The Dive of a Life Time!

(Story and photos by Durrell Martin and David Mekker)

Our story begins on a beautiful autumn day, little did we know that we were about to experience the dive of our lives.

For years the Niagara Divers' Association has been diving the Kingston area aboard the Brooke-Lauren with it's owner and Captain Spencer Shonker of Suspence Scuba Charters. Having gotten to know Spencer over the last few years he suggested that if we wished, we could do a little wreck hunting after the first dive on the City of Sheboygan. Spencer has been looking for a certain wreck for many years and wanted to investigate some numbers he'd been given from a local fisherman, which were located in his prime search area. After a great first dive with record visibility for Lake Ontario, we started our search.

After running a search pattern for only a few minutes we had a huge "hit" on both the depth finder and sonar which showed a large object with about 15 to 20 feet of relief. If you have ever been wreck hunting you will know that this happens alot but most times all you find is a large shoal of rocks, a pile of drums or all sorts of other very uninteresting items.

While Spencer skillfully dropped a marker, Durrell and myself suited up to go down and see what was there. Even though the odds were against finding anything our hopes were still high, so much so that we both took our cameras along. The plan was to drop down and if there was something worth diving we would secure the boat and deploy a lift bag to let the rest of the group know to suit up.

Deeper and deeper we followed the line into the cold darkness below. Dropping quickly we were amazed when right under us a ship appeared!, Spencer had actually hit the wreck with the marker perfectly in the middle of the stern!. The first sight I had was of a wash basin full of dishes laying beside a stove. After a quick look around it was pretty obvious that this was a virgin wreck and we were the first two divers to see her since the day she went down. Not wanting to waste any of our now very precious bottom time we secured the boat and deployed the lift bag. Having done all this in just 4 minutes we were now free to explore!

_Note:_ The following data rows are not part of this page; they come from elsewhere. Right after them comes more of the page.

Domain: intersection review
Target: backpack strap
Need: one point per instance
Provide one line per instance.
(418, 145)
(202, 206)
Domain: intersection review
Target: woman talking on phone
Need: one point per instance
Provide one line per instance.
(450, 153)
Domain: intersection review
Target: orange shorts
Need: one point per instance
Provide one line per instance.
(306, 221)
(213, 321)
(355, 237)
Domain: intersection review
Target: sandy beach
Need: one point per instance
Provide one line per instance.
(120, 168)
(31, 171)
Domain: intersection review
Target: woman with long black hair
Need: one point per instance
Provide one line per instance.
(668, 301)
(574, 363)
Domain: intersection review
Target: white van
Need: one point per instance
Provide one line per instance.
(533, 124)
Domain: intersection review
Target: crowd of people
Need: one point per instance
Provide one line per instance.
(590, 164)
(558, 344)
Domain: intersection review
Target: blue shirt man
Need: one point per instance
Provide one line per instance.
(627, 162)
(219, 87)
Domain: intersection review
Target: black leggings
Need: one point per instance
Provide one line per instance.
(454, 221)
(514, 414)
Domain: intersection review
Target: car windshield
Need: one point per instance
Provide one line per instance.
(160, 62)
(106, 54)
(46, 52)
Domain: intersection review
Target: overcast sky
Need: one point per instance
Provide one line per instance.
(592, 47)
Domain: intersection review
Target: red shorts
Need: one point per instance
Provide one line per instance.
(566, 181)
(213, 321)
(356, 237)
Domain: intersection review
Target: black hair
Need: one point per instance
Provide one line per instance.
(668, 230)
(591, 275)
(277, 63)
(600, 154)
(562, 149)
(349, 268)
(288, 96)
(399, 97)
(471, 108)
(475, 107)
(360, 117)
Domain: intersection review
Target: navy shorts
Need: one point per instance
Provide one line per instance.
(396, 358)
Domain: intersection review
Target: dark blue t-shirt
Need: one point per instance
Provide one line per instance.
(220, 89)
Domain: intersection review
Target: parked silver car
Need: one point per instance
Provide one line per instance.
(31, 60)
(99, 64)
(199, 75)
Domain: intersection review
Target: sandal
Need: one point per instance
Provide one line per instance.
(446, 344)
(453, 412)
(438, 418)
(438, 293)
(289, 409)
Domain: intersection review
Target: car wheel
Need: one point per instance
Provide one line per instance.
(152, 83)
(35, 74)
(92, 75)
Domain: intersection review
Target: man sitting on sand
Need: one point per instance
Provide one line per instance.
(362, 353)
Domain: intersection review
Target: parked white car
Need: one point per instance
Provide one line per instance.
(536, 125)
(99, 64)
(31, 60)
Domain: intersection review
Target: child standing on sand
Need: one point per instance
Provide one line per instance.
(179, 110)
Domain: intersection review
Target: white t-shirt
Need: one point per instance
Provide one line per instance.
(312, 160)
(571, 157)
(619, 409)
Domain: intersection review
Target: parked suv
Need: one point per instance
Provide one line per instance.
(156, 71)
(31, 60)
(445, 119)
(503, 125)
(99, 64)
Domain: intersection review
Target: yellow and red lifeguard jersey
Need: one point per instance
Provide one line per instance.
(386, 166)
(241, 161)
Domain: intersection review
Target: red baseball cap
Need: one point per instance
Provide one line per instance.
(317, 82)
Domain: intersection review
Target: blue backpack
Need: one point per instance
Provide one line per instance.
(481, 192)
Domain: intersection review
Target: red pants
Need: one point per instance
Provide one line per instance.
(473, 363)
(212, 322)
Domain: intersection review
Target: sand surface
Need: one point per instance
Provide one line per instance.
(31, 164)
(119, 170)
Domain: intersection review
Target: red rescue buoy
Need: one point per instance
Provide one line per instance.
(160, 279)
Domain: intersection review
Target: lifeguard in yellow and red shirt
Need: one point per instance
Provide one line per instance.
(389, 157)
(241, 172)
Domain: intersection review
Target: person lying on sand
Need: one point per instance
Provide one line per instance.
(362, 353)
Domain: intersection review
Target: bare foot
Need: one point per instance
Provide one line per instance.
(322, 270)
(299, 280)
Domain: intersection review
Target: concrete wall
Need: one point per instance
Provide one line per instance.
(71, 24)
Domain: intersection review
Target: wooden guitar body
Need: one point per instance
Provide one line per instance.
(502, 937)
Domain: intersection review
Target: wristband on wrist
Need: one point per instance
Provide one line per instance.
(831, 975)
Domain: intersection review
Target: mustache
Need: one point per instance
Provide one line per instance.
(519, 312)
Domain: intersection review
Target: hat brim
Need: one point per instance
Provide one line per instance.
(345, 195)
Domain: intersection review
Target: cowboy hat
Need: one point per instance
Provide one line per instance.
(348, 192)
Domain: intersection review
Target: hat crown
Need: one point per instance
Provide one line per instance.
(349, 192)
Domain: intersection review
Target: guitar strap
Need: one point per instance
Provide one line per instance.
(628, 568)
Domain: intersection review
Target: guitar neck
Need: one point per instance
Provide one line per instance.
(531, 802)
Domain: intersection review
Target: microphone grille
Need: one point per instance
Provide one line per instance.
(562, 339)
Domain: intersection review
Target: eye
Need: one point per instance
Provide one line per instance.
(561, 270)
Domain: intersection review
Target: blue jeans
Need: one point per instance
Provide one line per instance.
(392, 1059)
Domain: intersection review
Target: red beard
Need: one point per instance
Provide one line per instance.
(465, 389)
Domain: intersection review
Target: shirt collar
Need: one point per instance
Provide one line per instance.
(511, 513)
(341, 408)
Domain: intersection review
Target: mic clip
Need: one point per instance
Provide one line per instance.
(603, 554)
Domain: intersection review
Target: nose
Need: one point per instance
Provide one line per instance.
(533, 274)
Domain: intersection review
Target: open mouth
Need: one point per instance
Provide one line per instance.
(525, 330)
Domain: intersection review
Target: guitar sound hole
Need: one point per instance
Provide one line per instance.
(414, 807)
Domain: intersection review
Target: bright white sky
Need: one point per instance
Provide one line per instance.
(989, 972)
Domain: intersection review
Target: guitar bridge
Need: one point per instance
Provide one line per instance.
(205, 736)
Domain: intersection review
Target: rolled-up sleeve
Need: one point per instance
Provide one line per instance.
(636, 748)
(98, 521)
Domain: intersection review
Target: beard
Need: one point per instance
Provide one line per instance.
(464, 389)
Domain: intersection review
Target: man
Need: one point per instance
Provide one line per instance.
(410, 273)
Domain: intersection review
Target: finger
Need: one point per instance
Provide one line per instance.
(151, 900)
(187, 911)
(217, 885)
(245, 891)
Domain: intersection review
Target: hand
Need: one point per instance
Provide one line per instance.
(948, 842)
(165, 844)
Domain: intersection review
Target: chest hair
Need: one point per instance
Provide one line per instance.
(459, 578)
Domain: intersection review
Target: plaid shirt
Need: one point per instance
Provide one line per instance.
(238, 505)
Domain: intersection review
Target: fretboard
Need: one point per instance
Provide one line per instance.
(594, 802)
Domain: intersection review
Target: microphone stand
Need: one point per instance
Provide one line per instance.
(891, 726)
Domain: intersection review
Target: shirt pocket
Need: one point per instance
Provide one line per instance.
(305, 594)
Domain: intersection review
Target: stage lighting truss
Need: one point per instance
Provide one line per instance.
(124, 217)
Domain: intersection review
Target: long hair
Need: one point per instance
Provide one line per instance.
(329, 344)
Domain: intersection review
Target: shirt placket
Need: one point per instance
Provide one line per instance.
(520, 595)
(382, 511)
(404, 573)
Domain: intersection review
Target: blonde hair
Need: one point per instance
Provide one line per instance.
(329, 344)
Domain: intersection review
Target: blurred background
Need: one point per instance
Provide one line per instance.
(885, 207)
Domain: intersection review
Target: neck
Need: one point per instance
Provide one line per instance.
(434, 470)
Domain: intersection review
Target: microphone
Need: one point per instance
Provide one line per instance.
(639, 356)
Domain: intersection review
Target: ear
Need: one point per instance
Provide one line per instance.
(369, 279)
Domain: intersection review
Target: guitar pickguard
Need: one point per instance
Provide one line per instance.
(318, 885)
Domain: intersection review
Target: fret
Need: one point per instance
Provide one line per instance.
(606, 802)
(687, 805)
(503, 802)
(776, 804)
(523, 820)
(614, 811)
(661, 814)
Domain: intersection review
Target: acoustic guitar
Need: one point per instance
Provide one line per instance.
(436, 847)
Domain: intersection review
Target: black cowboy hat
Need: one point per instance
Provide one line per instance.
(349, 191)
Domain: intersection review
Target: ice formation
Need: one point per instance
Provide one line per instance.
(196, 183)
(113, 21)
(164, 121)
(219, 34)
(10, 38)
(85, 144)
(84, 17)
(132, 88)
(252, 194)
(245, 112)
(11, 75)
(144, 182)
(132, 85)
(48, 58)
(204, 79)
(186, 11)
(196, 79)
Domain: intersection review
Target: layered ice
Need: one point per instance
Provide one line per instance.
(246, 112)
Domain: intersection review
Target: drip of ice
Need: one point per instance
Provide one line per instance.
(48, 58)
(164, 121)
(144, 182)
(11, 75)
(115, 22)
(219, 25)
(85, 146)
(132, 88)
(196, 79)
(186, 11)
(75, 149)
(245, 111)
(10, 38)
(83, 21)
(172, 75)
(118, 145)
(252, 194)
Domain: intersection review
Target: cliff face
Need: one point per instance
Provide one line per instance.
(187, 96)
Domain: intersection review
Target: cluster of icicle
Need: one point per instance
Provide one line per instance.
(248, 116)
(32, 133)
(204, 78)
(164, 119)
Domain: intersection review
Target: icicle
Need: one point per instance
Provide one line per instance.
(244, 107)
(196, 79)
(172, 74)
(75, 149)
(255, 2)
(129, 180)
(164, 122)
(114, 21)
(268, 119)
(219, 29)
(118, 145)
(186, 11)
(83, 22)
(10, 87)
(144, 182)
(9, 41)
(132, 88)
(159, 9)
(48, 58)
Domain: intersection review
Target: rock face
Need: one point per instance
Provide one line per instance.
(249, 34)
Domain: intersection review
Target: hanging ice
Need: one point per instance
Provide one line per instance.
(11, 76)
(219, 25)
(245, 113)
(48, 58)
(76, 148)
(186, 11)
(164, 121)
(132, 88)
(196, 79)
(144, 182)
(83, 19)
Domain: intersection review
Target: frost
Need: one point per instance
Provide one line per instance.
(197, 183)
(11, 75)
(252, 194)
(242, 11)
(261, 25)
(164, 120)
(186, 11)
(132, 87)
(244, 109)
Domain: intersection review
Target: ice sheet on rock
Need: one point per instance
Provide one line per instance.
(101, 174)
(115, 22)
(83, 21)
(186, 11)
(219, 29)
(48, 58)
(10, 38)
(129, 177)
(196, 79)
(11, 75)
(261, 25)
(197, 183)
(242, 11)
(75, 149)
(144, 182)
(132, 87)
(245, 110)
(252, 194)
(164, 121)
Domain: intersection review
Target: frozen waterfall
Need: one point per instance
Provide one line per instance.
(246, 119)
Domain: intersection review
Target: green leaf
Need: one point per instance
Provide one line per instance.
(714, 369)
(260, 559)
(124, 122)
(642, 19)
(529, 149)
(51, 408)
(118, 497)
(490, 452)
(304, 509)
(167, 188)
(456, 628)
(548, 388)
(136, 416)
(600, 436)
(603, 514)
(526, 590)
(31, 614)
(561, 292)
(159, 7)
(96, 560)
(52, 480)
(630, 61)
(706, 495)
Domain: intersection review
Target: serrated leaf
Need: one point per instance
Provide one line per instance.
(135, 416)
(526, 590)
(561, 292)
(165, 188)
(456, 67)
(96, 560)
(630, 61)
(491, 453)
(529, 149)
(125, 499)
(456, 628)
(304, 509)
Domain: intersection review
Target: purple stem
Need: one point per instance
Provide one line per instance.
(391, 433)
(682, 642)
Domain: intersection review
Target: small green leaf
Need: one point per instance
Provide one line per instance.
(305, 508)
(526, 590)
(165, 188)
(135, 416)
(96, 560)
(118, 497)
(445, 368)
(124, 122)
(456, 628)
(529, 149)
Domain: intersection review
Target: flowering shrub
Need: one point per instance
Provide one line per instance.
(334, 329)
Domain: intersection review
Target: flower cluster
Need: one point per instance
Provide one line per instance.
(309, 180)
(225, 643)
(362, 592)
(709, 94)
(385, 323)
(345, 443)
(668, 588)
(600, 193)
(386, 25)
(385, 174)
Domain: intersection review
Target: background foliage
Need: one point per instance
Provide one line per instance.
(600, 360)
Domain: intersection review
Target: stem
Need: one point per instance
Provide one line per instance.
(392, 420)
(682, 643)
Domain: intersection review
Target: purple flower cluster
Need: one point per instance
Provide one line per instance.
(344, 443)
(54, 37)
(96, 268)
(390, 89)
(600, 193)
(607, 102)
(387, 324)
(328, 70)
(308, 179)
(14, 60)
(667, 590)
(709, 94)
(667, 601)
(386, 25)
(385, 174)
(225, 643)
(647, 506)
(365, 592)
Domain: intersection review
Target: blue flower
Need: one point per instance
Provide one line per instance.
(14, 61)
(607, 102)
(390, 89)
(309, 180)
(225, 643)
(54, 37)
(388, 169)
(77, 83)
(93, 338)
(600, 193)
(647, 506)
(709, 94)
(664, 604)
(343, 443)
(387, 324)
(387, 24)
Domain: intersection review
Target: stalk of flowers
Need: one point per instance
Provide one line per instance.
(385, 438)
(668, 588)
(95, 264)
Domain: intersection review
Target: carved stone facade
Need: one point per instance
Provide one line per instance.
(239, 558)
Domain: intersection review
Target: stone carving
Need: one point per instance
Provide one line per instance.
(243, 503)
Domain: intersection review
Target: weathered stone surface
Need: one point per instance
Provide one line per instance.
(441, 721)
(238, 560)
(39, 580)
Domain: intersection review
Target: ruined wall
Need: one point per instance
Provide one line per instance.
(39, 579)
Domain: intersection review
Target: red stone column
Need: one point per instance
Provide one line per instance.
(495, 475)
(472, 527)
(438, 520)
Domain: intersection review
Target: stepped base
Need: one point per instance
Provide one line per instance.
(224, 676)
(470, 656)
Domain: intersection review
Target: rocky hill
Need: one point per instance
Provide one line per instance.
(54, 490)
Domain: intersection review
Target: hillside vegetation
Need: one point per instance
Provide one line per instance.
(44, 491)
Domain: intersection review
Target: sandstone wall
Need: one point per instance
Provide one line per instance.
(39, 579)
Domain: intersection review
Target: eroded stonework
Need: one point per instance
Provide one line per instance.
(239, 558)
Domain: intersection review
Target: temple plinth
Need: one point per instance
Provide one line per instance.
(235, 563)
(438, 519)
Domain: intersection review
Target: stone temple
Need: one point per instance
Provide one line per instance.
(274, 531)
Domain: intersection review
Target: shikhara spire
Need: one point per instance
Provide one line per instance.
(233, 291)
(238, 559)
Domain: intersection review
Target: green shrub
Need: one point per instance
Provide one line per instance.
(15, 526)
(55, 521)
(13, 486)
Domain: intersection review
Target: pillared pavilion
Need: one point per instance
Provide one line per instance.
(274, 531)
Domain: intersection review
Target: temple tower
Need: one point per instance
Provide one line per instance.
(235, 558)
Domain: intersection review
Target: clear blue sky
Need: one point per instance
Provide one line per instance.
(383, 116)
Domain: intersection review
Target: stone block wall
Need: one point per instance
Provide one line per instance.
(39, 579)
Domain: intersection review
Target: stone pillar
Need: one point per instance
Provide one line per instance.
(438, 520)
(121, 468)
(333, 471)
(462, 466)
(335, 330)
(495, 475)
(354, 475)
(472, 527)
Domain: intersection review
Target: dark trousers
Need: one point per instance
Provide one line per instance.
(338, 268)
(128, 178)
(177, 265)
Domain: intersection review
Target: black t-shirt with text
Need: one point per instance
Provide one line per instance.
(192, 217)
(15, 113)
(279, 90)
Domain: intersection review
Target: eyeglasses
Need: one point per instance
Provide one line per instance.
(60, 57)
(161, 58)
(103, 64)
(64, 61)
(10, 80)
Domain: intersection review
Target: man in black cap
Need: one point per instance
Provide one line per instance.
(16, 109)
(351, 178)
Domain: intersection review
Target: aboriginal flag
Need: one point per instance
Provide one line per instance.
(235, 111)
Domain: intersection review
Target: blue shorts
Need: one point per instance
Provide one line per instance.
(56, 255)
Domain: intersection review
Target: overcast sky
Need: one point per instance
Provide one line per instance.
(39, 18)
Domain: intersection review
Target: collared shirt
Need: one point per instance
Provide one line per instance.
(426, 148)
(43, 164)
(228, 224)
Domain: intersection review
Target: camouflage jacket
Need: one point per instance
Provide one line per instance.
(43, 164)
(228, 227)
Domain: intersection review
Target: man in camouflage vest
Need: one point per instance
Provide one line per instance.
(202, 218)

Spencer had been looking for a freighter but this ship was too small to be that. Starting from the starboard stern we headed toward the bow. As we passed the maze of machinery that was the steam plant complete with intact controls, Durrell nearly pulled my arm off as he pointed up at a mast rasing a good 15-20 feet above the ship. Floating past intact light bulbs and a winch, we arrived at the bow to find two very large anchors on the foredeck. As we continued down the port side the mystery increased. The ship was completely intact. Why did she go down?. Next we passed the wheel house now laying off the port side, and standing up in the middle of the boards, I found the ships wheel! The wheel had fallen over and was laying on its side but in my opinion a wreck is not a great dive without a wheel. This find had just "made" the dive for me. We continued to the stern and using up the last of our film on a shot of the propeller. We were quickly running out of bottom time (it never lasts long enough at 110 feet) and started heading for the line, at which point we met Spencer coming down. After watching him do a little jig on the stern and hugging the life out of Durrell we headed towards the surface and our long hang.

After everyone had completed the first dive we compared notes. A small bell had been found by Spencer (perhaps the dinner bell) as well as the ships still working compass. Many other items had also been found ranging from a antique fire extinguisher to bottles, plates and gears. As well one very important piece of information; the ship's name. Cliff was able to read across the transom "FRONTENAC OF KINGSTON".

Armed with the name, measurements of length, beam and draft plus a drawing compiled by Karen from all of our descriptions we were able to do some research.

The story of the tug the "Frontenac" begins in 1900 when she was built by the Calvin Company of Garden Island. The Frontenac was owned for many years by the Donnely Wrecking Company of Kingston (from 1912-1929). The Donnely also owned the "William Johnson" a tug boat the club dove last year, which was very similar in design to the "Frontenac". The ship was sold to Sin-Mac Lines in the spring of 1929, which was to be her last year afloat.

On December 12, 1929 the "Frontenac" along with her sister tug the "Rival" were heading back to Kingston after doing some work at Main Duck Island to lighten some of the cargo from the freighter "Sarniadoc" which had run aground. As the two overloaded tugs headed back for port in Kingston, the weather turned quite rough and the "Frontenac" started taking on water. She was going down quickly but at the last minute, as she slipped under the waves, the crew was pulled to safety aboard the "Rival".

That was the last time she was seen until September 9, 1995 which will be a day that I will remember until I hang up my fins for the last time.